I work in oils on canvas. The garden outside my studio is a fertile source of inspiration. With blossoms, leaves, sticks and other material sourced from nature, I create palettes of line, form, and color. From there, I journey into painting, experimenting with a visual vocabulary and seeking resonance with an inner landscape. My current group of paintings, "Abandoned Gardens," incorporates a sensibility gained from making monotypes.
My investigation of the garden began in San Francisco, where I grew colorful annual plants in pots and small beds and decorated a fenced backyard in order to have subject matter for painting. With a move to the orchard and vineyard countryside of Sonoma County, I began working with a large perennial garden, at first representationally, then with a greater sense of abandonment. Paintings from the first 10 years of my garden explorations are featured in my book, "A Painter's Garden: Cultivating the Creative Life."
Monotypes are unique prints made by pressing paper against an inked plate. A second print, pulled from the same plate, is called a ghost. A print may be put through the press several times to build layers of imagery, thus a ghost may be reminiscent of its master, but have a different sensibility. Monotypes allow me the freedom to work expressively, yet incorporate my fascination with the exquisite details found in nature.
When beginning a printmaking session, I gather an array of material from my garden: petals, grasses, leaves, and seeds. I work intuitively. Sometimes a plant will extrude a pigment when it is run through the press. A stem or a seed makes a tactile depression in the paper, a gingko leaf casts a pattern of delicately ribbed lines, finer and more remarkable than drawing can simulate. I love the spontaneous line: the resilient arabesque of freshly cut grasses, the traces of bent and curling blades that have made several passes. Making monotypes is full of joy and surprises; more discoveries reside in the finished work.
Many of my monotypes have been made at Aurobora Press in San Francisco.
Paintings are like old friends. I enjoy seeing them in public and private collections. A retrospective is included here for your interest, as well as for my own desire to have easy visual reference of my past work and continue learning from it. This catalog is a sampling of paintings from groups of investigations. I've long been interested in the environments in which people move. Many of my paintings contain figures; and even in the ones that don't, I try to create a space for viewers to enter.

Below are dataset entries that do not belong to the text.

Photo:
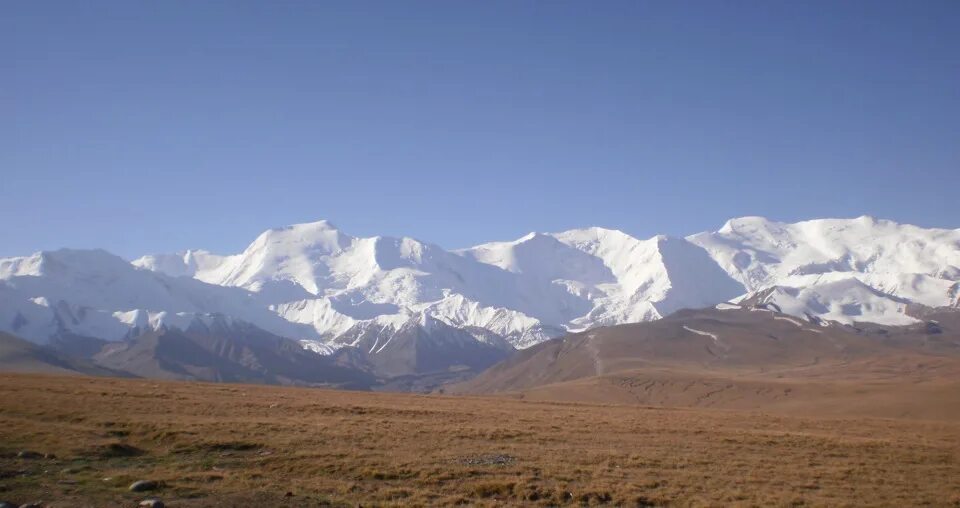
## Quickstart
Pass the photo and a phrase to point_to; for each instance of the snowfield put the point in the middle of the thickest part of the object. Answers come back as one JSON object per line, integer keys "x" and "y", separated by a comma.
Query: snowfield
{"x": 329, "y": 290}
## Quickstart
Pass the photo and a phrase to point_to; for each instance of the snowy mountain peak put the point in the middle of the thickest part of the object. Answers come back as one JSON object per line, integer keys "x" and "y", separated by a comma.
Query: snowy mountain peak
{"x": 314, "y": 283}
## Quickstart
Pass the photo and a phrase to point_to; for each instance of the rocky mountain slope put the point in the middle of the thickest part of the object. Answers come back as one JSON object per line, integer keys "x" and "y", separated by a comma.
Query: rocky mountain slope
{"x": 410, "y": 307}
{"x": 745, "y": 358}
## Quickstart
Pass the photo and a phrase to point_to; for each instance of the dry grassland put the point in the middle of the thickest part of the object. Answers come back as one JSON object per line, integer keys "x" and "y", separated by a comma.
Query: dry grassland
{"x": 240, "y": 445}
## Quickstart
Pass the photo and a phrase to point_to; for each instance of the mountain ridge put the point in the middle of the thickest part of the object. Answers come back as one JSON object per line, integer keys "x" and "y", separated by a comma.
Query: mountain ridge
{"x": 313, "y": 283}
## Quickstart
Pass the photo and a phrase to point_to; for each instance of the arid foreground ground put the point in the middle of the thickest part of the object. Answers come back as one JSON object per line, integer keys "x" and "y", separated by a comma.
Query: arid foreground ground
{"x": 231, "y": 445}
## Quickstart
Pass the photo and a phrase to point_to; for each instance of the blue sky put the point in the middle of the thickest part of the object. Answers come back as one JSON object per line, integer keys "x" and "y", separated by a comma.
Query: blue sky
{"x": 144, "y": 127}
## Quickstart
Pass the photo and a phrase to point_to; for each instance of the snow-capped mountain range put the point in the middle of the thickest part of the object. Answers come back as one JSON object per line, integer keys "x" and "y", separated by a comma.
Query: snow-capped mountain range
{"x": 316, "y": 284}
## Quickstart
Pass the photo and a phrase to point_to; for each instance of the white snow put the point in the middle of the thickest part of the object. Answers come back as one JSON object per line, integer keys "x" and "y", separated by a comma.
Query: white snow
{"x": 316, "y": 284}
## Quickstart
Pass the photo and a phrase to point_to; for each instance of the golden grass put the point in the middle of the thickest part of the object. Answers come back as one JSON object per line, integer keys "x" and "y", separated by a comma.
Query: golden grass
{"x": 232, "y": 445}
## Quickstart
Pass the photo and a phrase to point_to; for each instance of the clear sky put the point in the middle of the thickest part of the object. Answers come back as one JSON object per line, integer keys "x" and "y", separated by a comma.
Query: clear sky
{"x": 155, "y": 126}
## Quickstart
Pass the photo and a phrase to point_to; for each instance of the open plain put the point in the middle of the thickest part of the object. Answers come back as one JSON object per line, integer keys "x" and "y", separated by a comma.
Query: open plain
{"x": 245, "y": 445}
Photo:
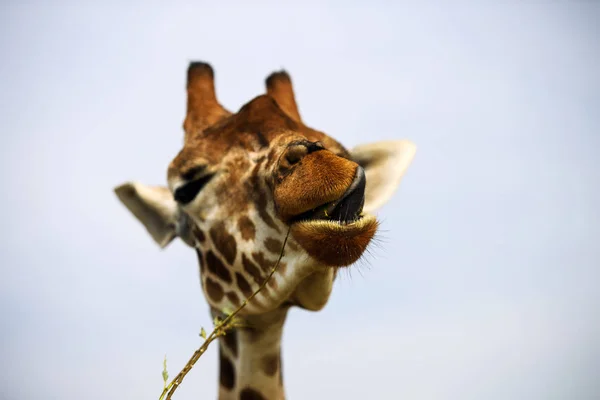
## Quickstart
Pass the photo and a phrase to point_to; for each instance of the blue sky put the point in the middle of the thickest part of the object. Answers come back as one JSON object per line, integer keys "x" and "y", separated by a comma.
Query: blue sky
{"x": 483, "y": 285}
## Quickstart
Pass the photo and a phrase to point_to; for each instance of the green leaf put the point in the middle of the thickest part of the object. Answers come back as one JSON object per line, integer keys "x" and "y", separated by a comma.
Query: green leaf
{"x": 165, "y": 373}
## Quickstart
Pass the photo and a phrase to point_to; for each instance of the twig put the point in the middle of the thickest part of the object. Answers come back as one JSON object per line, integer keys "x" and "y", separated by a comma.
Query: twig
{"x": 219, "y": 330}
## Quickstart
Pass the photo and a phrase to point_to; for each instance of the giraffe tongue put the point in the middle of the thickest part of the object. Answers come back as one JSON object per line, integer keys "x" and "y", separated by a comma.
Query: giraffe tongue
{"x": 346, "y": 209}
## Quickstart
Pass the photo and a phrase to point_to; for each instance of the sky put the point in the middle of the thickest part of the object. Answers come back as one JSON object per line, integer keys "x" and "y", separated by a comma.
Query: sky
{"x": 483, "y": 283}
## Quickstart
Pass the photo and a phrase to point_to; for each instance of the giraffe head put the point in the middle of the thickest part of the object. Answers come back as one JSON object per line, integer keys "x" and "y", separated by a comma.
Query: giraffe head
{"x": 242, "y": 181}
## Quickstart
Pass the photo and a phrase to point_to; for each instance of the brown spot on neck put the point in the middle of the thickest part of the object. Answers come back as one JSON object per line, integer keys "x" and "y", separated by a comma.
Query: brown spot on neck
{"x": 252, "y": 269}
{"x": 224, "y": 241}
{"x": 243, "y": 284}
{"x": 213, "y": 290}
{"x": 199, "y": 235}
{"x": 234, "y": 299}
{"x": 230, "y": 341}
{"x": 247, "y": 228}
{"x": 251, "y": 394}
{"x": 215, "y": 266}
{"x": 264, "y": 263}
{"x": 273, "y": 245}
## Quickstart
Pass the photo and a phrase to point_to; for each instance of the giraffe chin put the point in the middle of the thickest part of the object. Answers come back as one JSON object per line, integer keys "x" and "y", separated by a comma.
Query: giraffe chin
{"x": 333, "y": 243}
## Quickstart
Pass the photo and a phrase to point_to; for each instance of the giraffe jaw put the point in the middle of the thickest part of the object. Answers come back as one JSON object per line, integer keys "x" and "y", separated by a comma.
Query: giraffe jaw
{"x": 335, "y": 243}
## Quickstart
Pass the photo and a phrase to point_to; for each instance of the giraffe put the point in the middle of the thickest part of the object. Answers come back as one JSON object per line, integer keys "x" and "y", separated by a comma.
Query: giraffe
{"x": 240, "y": 183}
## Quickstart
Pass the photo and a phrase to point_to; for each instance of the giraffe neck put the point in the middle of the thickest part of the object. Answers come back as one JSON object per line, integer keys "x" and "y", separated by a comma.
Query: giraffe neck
{"x": 250, "y": 359}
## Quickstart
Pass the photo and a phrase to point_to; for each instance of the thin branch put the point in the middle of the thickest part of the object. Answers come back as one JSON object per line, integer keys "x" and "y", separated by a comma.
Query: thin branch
{"x": 220, "y": 329}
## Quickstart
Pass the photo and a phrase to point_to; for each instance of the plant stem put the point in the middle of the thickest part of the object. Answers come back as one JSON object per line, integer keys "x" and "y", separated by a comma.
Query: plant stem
{"x": 219, "y": 330}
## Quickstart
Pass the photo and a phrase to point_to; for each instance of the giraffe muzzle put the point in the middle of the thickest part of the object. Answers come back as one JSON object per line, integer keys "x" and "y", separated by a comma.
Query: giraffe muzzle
{"x": 347, "y": 208}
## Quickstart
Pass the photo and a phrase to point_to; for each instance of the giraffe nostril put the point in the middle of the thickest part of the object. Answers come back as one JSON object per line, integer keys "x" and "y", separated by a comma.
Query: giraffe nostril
{"x": 188, "y": 192}
{"x": 295, "y": 154}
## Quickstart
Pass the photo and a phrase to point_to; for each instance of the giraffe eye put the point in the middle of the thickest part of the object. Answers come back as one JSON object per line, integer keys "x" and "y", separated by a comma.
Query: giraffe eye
{"x": 188, "y": 192}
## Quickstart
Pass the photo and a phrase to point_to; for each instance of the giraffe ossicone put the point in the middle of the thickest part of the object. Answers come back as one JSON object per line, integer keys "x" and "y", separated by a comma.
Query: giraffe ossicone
{"x": 240, "y": 182}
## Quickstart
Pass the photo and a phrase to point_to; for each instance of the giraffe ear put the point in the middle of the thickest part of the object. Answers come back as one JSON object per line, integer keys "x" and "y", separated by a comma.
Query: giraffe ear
{"x": 154, "y": 207}
{"x": 385, "y": 163}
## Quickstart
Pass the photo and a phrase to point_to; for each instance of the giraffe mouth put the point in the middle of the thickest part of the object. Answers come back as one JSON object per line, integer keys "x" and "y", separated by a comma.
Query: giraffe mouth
{"x": 337, "y": 233}
{"x": 345, "y": 210}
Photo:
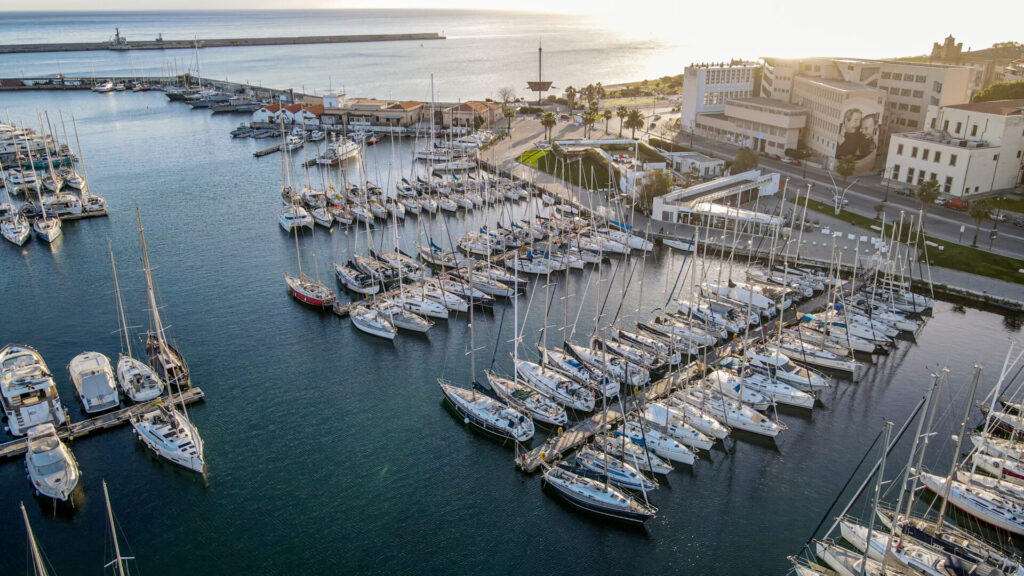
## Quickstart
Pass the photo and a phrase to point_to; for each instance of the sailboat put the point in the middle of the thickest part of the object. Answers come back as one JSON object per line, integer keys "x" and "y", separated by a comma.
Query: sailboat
{"x": 137, "y": 379}
{"x": 163, "y": 356}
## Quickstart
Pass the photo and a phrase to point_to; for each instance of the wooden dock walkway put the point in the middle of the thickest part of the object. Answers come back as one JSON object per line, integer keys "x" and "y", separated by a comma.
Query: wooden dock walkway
{"x": 580, "y": 434}
{"x": 97, "y": 423}
{"x": 266, "y": 151}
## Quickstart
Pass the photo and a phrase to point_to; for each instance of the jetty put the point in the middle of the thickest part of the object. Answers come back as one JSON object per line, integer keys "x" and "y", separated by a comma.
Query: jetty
{"x": 98, "y": 423}
{"x": 161, "y": 44}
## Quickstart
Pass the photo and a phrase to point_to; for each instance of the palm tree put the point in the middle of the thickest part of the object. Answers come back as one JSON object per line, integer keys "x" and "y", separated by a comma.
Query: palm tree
{"x": 509, "y": 115}
{"x": 548, "y": 121}
{"x": 928, "y": 191}
{"x": 979, "y": 211}
{"x": 570, "y": 93}
{"x": 623, "y": 113}
{"x": 589, "y": 117}
{"x": 634, "y": 120}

Swimmers, Pedestrians, Harbors, Island Songs, and Woods were completed in my San Francisco studios and inspired by urban environments, as well as by excursions away from the city. The Gardens bridge my tending to nature in the city and the country. Orchards capture five weeks of daily, passionate drawing sessions in which I witnessed and recorded the demise of an orchard up the road from my home. My work in dance stage design and interest in choreography particularly relates to the figurative Swimmers, Pedestrians and Gardens, as well as to the monotypes, which to me are dances in the making.
I take on commissions when I'm compelled by the visual and emotional terrain through which the paintings will lead.